Tavis Smiley: You Can 'Stand Your Ground Unless You Are A Black Man'
Below you can find some of the notable comments made Sunday on "This Week with George Stephanopoulos." Our Zimmerman Trial analysis panel, Congressional panel, and powerhouse roundtable guests included ABC News' Chief Legal Affairs Correspondent and Nightline Anchor Dan Abrams; ABC News' Senior Justice Correspondent Pierre Thomas; Rep. Karen Bass, D-Calif.; Rep. Tom Cole, R-Okla.; Sen. Orrin Hatch, R-Utah; Sen. Amy Klobuchar, D-Minn.; Wall Street Journal editorial page editor Paul Gigot; Politico senior political reporter Maggie Haberman; New York Times Magazine chief national correspondent Mark Leibovich, author of the new book "This Town"; and television and radio host Tavis Smiley.
SMILEY: It appears to me, and I think many other persons in this country that you can in fact stand your ground unless you are a black man. George Zimmerman was allowed to stand his ground, Trayvon Martin was not allowed to stand his ground.

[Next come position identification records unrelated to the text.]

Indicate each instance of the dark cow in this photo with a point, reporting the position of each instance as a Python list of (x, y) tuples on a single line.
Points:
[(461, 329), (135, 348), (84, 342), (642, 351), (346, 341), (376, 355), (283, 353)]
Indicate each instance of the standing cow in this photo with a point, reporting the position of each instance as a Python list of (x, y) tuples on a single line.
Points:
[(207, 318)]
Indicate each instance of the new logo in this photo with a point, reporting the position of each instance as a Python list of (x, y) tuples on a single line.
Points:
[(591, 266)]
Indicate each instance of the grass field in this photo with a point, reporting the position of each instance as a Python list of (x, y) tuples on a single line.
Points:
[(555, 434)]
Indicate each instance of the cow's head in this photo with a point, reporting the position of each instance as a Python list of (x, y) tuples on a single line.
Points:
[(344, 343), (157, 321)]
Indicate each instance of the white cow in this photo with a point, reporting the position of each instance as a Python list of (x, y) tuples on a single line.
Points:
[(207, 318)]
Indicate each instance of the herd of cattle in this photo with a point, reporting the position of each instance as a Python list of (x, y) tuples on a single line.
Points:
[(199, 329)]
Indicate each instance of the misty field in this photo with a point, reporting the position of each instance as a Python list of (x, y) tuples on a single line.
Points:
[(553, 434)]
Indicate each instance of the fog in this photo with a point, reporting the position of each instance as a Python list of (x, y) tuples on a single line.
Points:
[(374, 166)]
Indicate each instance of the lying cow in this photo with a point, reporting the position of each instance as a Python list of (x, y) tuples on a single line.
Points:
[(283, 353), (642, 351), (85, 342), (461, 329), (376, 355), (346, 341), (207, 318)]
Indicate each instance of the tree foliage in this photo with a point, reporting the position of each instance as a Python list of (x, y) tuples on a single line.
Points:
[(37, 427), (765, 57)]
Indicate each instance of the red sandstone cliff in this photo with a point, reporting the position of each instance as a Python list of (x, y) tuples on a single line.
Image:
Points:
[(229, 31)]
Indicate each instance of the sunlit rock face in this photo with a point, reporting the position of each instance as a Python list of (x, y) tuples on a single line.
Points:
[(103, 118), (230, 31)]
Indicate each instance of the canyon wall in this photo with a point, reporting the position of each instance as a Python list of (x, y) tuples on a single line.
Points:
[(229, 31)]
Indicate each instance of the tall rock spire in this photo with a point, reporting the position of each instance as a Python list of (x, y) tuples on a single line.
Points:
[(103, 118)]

Smiley draws on Dr. King's 'I Have a Dream' speech; discusses racial profiling of Trayvon Martin
SMILEY: In that speech you will recall the one line that we all seem to know…"I want my children to one day live in a nation where they will not be judged by the color of their skin, but by the content of their character." George Zimmerman knew nothing of Trayvon Martin's character. All he saw was his color. Something is wrong in this nation. Fifty years after the March on Washington, while the Voting Rights Act is being gutted, speaking of the Justice Department, what they'll do about that perhaps, something is wrong when adults can racially profile children.
Abrams says DOJ will have a case but 'they won't win, and they know that'
ABRAMS: Because they can't win in this case. They won't win, and they know that. Now there are two separate questions here that we're discussing. And I think it's important to distinguish them. One is a sort of broad societal right and wrong, and what is wrong with our society? And that is a fair question to ask. But that is a different question than talking about what happened in that courtroom.
Bass believes Zimmerman verdict was 'devastating;' causing fear
BASS: Well, it was a devastating verdict, and I just am very concerned about what message this sends to the community, the fear that people must have now.
Klobuchar hopes Martin family 'takes some solace' in outpour of support
KLOBUCHAR: And my thoughts are with the family right now. I've seen this before, it is such a hard thing to take. And I hope they take some solace in the support they have across the country. A little 16-year-old boy going out to get some snacks at a convenience store shouldn't end up dead.
Hatch 'counting on the House' to come through and stop 'de facto amnesty'
HATCH: And all the other gang of eight people were very good, too. But let me tell you something, I'm counting on the House. I'm counting on the House getting it even better, I'm counting on the House realizing that we can't just continue on with this de facto amnesty, which is what Marco Rubio calls it. And I think that's an accurate description.
Haberman thinks Spitzer has the potential to 'eat Stringer alive'
HABERMAN: I think that if nothing else comes out and I think that if Stringer can't bring a credible case, nobody knows who Scott Stringer is. He's a nice man. I've known him a long time. He's been in Albany, he is not a known commodity, Spitzer is. It's a down ballot race. This is a race that is largely won on name recognition. I think what you just saw on that interview, I think he will do that in the debate. I think that he will eat Stringer alive potentially.